Food for the Journey: Fighting Food Insecurity in Areas That Need It Most
by Kary Ellen Berger
The Food for the Journey Project (FJP), based in Dayton, is now aiding neighbors in need right in their own backyards thanks to a new mobile kitchen.
“Food for the Journey Project is a community kitchen and a mobile response to hunger,” said Chuck Wourms, executive director of FJP. “We acknowledge that hunger in all its forms exists and demands a consistent, dignified, street-level response. That’s why we prepare and serve free meals each week in multiple neighborhoods.”
This is the sixth year of operations for FJP. The concept of obtaining and deploying a mobile kitchen, however, is new this year.
“Mobility is the key to our effectiveness in addressing hunger where it exists,” said Wourms. “Our constraint was finding adequate food preparation facilities at the right place and time– we needed something we could cook in that would go where we needed to be.”
This is why, Wourms said, the Sisters of the Precious Blood (CPPS) helped secure a mobile kitchen for the organization.
“Sister Jean Rene Hoying with the Sisters of the Precious Blood has been with us practically from the beginning and is a tireless volunteer,” Wourms said. “Sister Jean suggested we apply to the CPPS Heritage Mission Fund for a grant to finance the purchase [of a mobile kitchen]. We knew of others in the community who received their grants and decided to apply.”

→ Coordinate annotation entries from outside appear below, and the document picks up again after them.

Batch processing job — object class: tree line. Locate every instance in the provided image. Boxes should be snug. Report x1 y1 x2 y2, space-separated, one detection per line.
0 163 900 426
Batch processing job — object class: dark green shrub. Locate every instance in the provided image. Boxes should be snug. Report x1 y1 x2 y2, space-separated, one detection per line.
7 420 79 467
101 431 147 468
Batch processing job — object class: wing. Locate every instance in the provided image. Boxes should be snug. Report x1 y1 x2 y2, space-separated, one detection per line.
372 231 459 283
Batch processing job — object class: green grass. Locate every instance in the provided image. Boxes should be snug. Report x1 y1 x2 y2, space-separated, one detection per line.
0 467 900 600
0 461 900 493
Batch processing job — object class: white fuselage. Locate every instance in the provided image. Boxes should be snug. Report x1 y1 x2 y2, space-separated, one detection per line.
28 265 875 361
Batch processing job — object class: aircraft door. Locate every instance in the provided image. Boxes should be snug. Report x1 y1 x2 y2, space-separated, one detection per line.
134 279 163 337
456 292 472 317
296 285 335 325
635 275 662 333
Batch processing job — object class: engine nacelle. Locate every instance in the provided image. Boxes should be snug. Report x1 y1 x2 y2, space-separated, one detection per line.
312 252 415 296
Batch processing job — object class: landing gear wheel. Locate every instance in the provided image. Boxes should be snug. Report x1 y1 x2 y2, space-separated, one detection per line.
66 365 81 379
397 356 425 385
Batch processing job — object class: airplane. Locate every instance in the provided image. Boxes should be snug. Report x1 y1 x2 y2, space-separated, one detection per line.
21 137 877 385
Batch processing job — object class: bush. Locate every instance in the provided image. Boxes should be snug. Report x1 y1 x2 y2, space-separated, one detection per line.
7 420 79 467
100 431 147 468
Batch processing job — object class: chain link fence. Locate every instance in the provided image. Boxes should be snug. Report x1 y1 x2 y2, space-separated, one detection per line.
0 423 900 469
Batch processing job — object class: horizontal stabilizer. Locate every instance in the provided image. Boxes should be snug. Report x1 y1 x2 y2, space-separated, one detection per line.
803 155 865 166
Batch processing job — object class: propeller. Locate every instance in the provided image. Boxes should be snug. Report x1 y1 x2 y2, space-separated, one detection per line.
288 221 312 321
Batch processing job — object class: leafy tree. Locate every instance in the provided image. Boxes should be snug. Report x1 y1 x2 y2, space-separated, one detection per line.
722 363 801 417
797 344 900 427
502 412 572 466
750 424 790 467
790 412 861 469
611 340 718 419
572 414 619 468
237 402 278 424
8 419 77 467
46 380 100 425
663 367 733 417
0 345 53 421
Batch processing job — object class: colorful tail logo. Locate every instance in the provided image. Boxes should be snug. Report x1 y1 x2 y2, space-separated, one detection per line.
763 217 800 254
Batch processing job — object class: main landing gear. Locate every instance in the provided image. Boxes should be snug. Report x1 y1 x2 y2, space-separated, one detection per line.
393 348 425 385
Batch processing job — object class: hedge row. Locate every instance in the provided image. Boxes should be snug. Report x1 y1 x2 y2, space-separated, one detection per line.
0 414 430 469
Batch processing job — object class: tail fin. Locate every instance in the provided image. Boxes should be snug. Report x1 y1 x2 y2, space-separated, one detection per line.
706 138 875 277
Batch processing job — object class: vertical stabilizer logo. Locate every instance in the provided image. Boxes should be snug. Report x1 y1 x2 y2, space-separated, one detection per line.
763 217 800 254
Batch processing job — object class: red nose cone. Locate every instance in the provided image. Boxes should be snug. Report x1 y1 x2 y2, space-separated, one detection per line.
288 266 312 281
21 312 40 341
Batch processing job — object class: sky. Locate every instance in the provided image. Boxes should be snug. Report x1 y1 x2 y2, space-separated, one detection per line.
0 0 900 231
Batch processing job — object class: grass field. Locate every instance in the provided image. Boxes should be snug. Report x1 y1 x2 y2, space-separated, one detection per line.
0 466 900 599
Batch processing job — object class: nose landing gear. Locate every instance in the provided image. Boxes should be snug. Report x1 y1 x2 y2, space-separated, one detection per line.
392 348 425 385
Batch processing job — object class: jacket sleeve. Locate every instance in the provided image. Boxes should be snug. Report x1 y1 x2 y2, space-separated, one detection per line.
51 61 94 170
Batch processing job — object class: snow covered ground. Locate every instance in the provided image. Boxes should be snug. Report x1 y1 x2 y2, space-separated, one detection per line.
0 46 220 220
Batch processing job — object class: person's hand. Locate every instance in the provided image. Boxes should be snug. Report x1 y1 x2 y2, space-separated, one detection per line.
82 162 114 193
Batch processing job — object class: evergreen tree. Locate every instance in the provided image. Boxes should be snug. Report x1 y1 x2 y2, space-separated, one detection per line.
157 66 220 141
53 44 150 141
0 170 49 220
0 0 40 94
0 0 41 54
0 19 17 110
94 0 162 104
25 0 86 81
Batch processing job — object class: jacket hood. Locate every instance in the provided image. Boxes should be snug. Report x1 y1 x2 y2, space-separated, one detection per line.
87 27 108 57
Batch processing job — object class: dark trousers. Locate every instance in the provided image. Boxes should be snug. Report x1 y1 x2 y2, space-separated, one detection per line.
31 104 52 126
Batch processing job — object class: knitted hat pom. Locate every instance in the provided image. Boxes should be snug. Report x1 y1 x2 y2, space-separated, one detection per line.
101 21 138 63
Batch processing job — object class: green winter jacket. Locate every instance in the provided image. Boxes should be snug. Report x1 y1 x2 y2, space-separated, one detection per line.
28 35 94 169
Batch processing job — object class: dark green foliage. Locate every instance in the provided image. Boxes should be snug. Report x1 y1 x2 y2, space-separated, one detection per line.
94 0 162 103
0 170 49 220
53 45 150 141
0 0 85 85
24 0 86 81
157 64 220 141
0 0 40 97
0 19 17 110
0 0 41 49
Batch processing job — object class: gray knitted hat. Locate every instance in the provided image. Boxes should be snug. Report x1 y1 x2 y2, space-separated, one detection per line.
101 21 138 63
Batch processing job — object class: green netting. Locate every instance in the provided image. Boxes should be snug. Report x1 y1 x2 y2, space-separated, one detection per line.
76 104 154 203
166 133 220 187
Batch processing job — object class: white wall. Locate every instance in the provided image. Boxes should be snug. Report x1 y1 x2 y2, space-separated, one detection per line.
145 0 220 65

FJP was approved for the grant and purchased their mobile kitchen. To celebrate the occasion, the organization held a blessing ceremony with the sisters.
“It was an unparalleled event – beautiful, gracious, humble, Spirit-filled,” said Wourms. “We could not have accepted a gift of this magnitude without acknowledging those who were responsible, accept their wisdom and blessing, and letting them know they are being represented every day in the community in which they live.”
One volunteer said, “The blessing of the mobile kitchen was one of those days that fills your soul.”
To make the occasion extra special, the groups enjoyed ice cream following the blessing.
“Chuck, his board and volunteers happily served ice cream to the sisters, making each one feel special, just as FJP does with their ‘guests,’” the volunteer added. “And the sisters were thrilled with the tangible expression of their donation. It was a full circle experience for them to see what their financial donation had enabled to become a wonderful reality.”
“Our purpose has always been to address hunger where it exists, recognizing the obstacles – circumstantial, physical, emotional and psychological – that perpetuate poor nutrition,” Wourms said. “The mobile kitchen gives us the ability to extend our reach, serve more meals, visit more neighborhoods, all with the goal of creating an atmosphere of community, stability, safety and compassion at each meal.”